Gold Creek: This is a painting I made a few years back and it is very important to me, as it is where I go most days to just disappear into the beauty of the surroundings. I used to hike to this viewpoint in Golden Ears Provincial Park in Maple Ridge BC., Canada and I just loved to stand in this particular space where all the natural lines converged into the depths of the ever-present running creek. The colours of gold and purple, are how the water, the forest, the mountains, and air, made me feel. At ease. Refreshed. Relaxed and uplifted from any worries. I love this place in reality and in my head. So I share this window of beauty with you today. As it is my window. So you can take your eyes on a Gold Creek holiday too.

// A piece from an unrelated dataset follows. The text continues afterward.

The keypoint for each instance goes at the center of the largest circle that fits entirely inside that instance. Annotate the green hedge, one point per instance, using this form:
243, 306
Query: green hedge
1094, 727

Mostly, I feel we just need to jump start our brains with an alternative perspective on what we think we see. It is a fact that our brains love surprises. Our brains get excited to figure things out. I hope to teach as many people as I can to draw from real life studies, as the exercise of drawing is likely to ignite new thought patterns and will possibly be a helpful tool to increase understanding of artists and the visual art process.

In closing, I do believe we have to strive to find a delicate balance of solitude and social interaction. Humans are social creatures, our chemical activation's are dependent upon the human touch. Smiling with another, laughing with another, is good for our health. Now go outside and play!